Lauren, que se había acercado a él sin hacer ruido, se arrodilló a su lado y le pasó un brazo por los hombros.

– Volvamos -le dijo-, vas a quedarte frío.

– Yo…

– No digas nada, interpreta esto como una señal. Pasaremos esta noche sin atormentarnos y ya verás como mañana se te ocurre algo; además, a lo mejor el viento amaina al amanecer.

Pero Arthur sabía que el viento de alta mar anunciaba una tormenta que duraría por lo menos tres días. Cuando el mar se enfurecía nunca se calmaba en una noche. Cenaron en la cocina y encendieron la chimenea del salón. Hablaban poco. Arthur no paraba de pensar, pero no se le ocurría nada. Fuera, el viento soplaba con más fuerza, doblando los árboles hasta casi partirlos, la lluvia azotaba los cristales de las ventanas y el mar había iniciado un ataque sin cuartel contra la muralla de rocas.

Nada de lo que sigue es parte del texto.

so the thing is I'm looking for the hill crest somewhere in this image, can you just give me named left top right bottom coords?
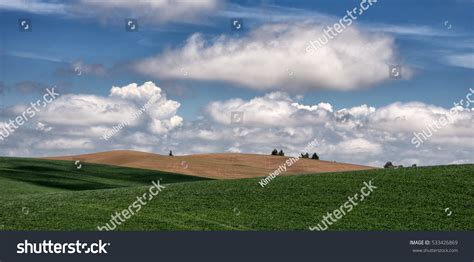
left=47, top=150, right=375, bottom=179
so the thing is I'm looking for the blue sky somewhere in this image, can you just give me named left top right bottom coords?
left=1, top=0, right=472, bottom=118
left=0, top=0, right=472, bottom=166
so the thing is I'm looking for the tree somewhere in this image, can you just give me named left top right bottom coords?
left=384, top=161, right=394, bottom=168
left=271, top=149, right=278, bottom=156
left=169, top=150, right=173, bottom=156
left=300, top=153, right=310, bottom=159
left=278, top=150, right=284, bottom=156
left=311, top=152, right=319, bottom=160
left=412, top=164, right=417, bottom=167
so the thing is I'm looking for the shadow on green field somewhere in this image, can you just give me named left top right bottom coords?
left=0, top=157, right=209, bottom=192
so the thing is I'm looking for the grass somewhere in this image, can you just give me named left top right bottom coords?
left=0, top=157, right=472, bottom=231
left=0, top=157, right=208, bottom=194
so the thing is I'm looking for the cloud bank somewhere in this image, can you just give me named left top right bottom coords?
left=1, top=82, right=472, bottom=167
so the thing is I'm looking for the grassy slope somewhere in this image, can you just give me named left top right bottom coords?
left=0, top=157, right=208, bottom=194
left=0, top=157, right=472, bottom=231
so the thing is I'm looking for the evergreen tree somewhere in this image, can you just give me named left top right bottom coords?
left=301, top=153, right=310, bottom=159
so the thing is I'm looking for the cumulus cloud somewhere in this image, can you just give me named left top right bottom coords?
left=333, top=138, right=383, bottom=155
left=0, top=81, right=183, bottom=154
left=39, top=94, right=138, bottom=127
left=0, top=85, right=472, bottom=167
left=135, top=22, right=408, bottom=91
left=110, top=81, right=163, bottom=102
left=201, top=92, right=473, bottom=165
left=39, top=81, right=182, bottom=133
left=36, top=138, right=94, bottom=150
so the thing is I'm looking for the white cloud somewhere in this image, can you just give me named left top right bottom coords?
left=37, top=138, right=94, bottom=150
left=333, top=138, right=383, bottom=155
left=0, top=86, right=472, bottom=167
left=0, top=0, right=220, bottom=24
left=135, top=22, right=408, bottom=91
left=200, top=92, right=473, bottom=165
left=6, top=51, right=63, bottom=63
left=23, top=81, right=183, bottom=152
left=206, top=92, right=298, bottom=127
left=39, top=94, right=139, bottom=126
left=110, top=81, right=163, bottom=102
left=39, top=82, right=182, bottom=133
left=0, top=0, right=66, bottom=15
left=368, top=24, right=454, bottom=37
left=446, top=53, right=474, bottom=69
left=76, top=0, right=219, bottom=24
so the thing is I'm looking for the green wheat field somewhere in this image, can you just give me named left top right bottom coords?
left=0, top=157, right=472, bottom=231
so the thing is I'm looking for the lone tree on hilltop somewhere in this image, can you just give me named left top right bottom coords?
left=384, top=161, right=394, bottom=168
left=311, top=152, right=319, bottom=160
left=169, top=150, right=173, bottom=156
left=271, top=149, right=278, bottom=155
left=278, top=150, right=285, bottom=156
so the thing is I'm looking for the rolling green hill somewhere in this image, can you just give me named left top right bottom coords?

– Antes me encantaba cuando la naturaleza se desmandaba así. Esta noche parece la banda sonora de Tornado.

– Te veo muy triste, Arthur, pero no deberías estarlo. No estamos despidiéndonos. No paras de decirme que no piense en el mañana, así que aprovechemos este momento que todavía nos pertenece.

– No lo consigo. Ya no sé vivir el momento sin pensar en el que le seguirá. ¿Cómo lo consigues tú?

– Pienso en los minutos presentes; son eternos.

Lauren decidió contarle una historia, un juego para distraerlo. Le pidió que imaginara que había ganado un concurso cuyo premio sería el siguiente: todas las mañanas, un banco le abriría una cuenta con 86.400 dólares. Pero como todo juego tiene sus reglas, éste tendría dos.